Originally preached November 11, 2012

Jeremy Stopford photo
Jeremy Stopford

Rev. Jeremy B. Stopford, Retired Pastor

Today’s “Special”:  “Jordyn’s Joke!”

A duck walks into a store and asks the manager if he sells grapes. The manager says no, so the duck leaves. The next day the duck goes back to the store and asks the manager if he sells grapes. The manager says,”NO, we do not sell grapes,” so the duck leaves the store. The next day the duck goes back to the same store and asks the manager is he sells grapes. The manager is furious now and says,”NO, WE DO NOT SELL GRAPES! IF YOU COME BACK AND ASK IF WE SELL GRAPES AGAIN, I’LL GLUE YOUR BEAK TO THE FLOOR!” The next day the duck goes back to the same store and says to the manager, ” Excuse me, do you sell glue at this store?” The manager says,”No, we don’t sell glue.” The duck replies,”Thats good. Do you sell grapes?”

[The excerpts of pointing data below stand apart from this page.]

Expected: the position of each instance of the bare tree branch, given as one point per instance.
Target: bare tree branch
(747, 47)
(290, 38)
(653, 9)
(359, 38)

For two Sundays, we have been zeroing in on the Biblical lives of Peter, James, and John.  The Apostle Paul in Galatians 2 calls them the “pillars of the faith”.  Our Savior called 12 disciples to be His apostles.  Out of those 12, He was especially close to these three.  And out of these 3, John was soon to be called “the disciple whom Jesus loved.”  We learned that the decision to call certain people to be His apostles was preceded by prayer – something we, too, should do on a regular basis!  We also learned that He saw all people as just that, individual people with individual needs.  And last week we learned about the “observation” of the 3 – and we asked ourselves, “do we see Jesus working – where you are?; in your heart?  in others?

Today, a familiar story which appears in each of the first 3 gospels – each writer telling it from his viewpoint (just as we would expect from the eyewitnesses of a car accident).   Let’s see what we learn from each one.   PRAYER   


Like Sgt. Friday in “Dragnet” of old, Matthew, who appeals mainly to his Jewish hearers, tells the story of Jesus’ transfiguration.  He gives us the basic facts:

* “6 days” (Luke says “8 days”) – basically the number of days between Sabbaths depending upon what was your first day of reference, because the Jews counted any part of a day as a whole day.

* The 3 pillars – Peter, James, and John – are by themselves with the Lord Jesus.

* Jesus was “transfigured” – the word in the Greek is “metamorphosed” – the SAME word used when a butterfly comes out of a cocoon.  See 2 Cor. 5:17 where we become new creatures.  See Romans 12:1,2 – the word “transformed” is the same word as here written “transfigured”.

* The clothes were as white as light

* There were Moses and Elijah

* Peter opens his mouth “to change feet”, as it were – he always talked before he thought.

* The voice of the Father giving His pronouncement of blessing upon His Son

* Seeing Jesus (v, 8) – in His glory is to be their “norm of life.”


Mark writes his gospel from a servant’s perspective, so we should expect the references to our Savior to involve service.

 In his account on the transfiguration, he says basically the same facts as Matthew.

 However, he does add some interesting details about our Savior’s transfigured appearance:

* “Shining” – brighter than lightning!

* “white” – like snow.  This should remind us of Isaiah 1:18, where when we respond to our Savior’s invitation, we are as “white as snow.”  And it is said of those who are the martyred in the book of Revelation, that their clothes are white – just like their Savior.

* “Launderer” – a fitting description of Someone Who is coming to serve

#3—LUKE:  TELL THE STORY AGAIN!  (9:28-36)

Like Matthew and Mark, Luke, too, tells the facts of the transfiguration.  But Luke is a doctor, so it shouldn’t surprise us that he gives us some descriptive details that are not in the other two gospels.

Luke zeroes in on the conversation between Moses, Elijah, and Jesus.  What did they talk about?  What would we think they would talk about – the desert?  the chariots?  the Miami Dolphins?  No, they talked about the cross, and of Jesus’ upcoming death for sinners.  This is what we are to glory in (Galatians 6:14)


What moved these three the most about what they saw?  How can we find out?  By checking the Scriptures!  John’s book of Revelation is a testament to Jesus’ glory.  By the time John wrote Revelation, James had been martyred and was in glory.  And Peter gives us some insightful remarks as to how the transfiguration affected him.  

2 Peter 1:16-18 tells us that the Transfiguration affirmed to Peter’s soul the uniqueness of Jesus alone, and the trustworthiness of the Scriptures.

Do we have that faith?  Do we have that trust?  We must answer those questions for ourselves!